The luminance of our surroundings is key to mitigating glare
By Willard Warren
The IES Handbook defines “discomfort glare” as a sensation of annoyance and “disabling glare” as painful when high luminance (brightness) light sources are in our field of view. While at work, for example—where we move our bodies and eyes quite a bit, but our light sources are generally fixed—we measure the “glare” by four factors: (1) the luminance of the source, (2) its size, (3) its location in the field of view and (4) the viewer’s light adaptation level.
The fourth factor is most often ignored, but it has the unique ability to mitigate glare. For instance, when you’re driving at night and the cars coming at you in the opposite lane have their “brights” on, you’re going to suffer disabling glare, but when driving in daylight, your light adaptation levels are much higher than at night, and those oncoming headlights don’t bother you at all. When you’re indoors, bright light sources can be discomforting, but a room with light finishes and abundant general lighting mitigates that glare.
Incorporating daylight into designs is one way to provide abundant general lighting. Jim Benya of Benya Burnett Consultancy in Davis, CA, reports that his most recent designs provide sufficient daylight for 80% of the time, while room lights are only on 20% of the time. In addition to mitigating glare, this also reduces the lighting load density of those rooms to around 0.3 watts per sq ft, which is very energy efficient.
If you are now working from home, consider locating your desk near a window to allow daylight in to keep your light adaptation level high, maintain your circadian rhythm and improve your color discrimination.
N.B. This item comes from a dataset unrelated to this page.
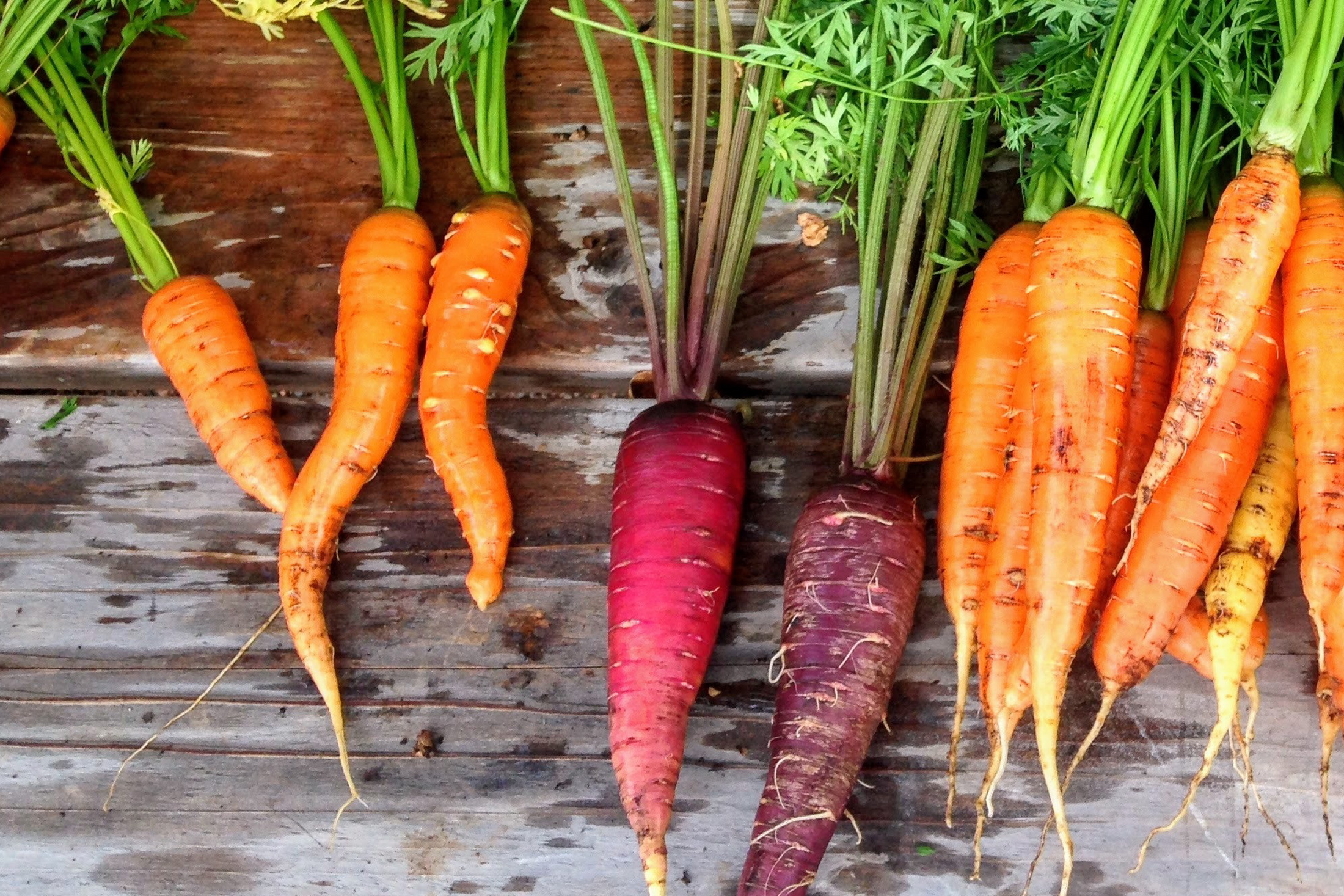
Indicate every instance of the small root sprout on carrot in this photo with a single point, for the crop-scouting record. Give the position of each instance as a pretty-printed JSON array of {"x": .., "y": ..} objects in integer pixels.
[{"x": 195, "y": 703}]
In commercial offices, on the other hand, most luminaires use lenses to refract high-angle rays of light downward, or use parabolic or dark louvers to cut off those rays, but we should be directing as much light as possible upward to brighten the walls and ceilings in the rooms we work in.
At night when we’re outdoors, we should illuminate sidewalks, buildings and store fronts with wide-angle streetlights to increase our light adaptation levels and improve visual acuity. For additional safety, we should follow London’s example and require cameras on all buildings. Indoors, we should not sleep in totally dark rooms, which have been proven to be dangerous for seniors.
AN IES COMMITTEE is now studying the adoption of an indoor glare evaluation system for our lighting code, modeled after Europe’s CIE “United Glare Rating” (UGR) system. The article “UGR on the Rise” by James K. Eads, published in the October issue of LD+A, included a table of the UGR values compared with the Hopkins Rating Scale, where in seven steps, the UGR goes from 10 (imperceptible) to 28 (uncomfortable).
The luminance of our surroundings must be kept high to mitigate glare, because by increasing the luminosity of the background we can lower the UGR and move up on the Hopkins Rating Scale. That could be considered “UGR-LITE.”
My college engineering/economics professor lectured that we must always consider alternatives in our designs. His favorite recommendation was: “When your city’s bridges become too low to allow the new, taller ships to clear under them—instead of replacing the bridges, consider lowering the riverbeds.”
The Brits are doing that now on the Thames River to eliminate flooding in basements adjacent to the riverbanks. We now have the opportunity to mitigate glare, both indoors and out, by flooding the spaces we spend time in with surround light, to raise our light adaptation and comfort levels.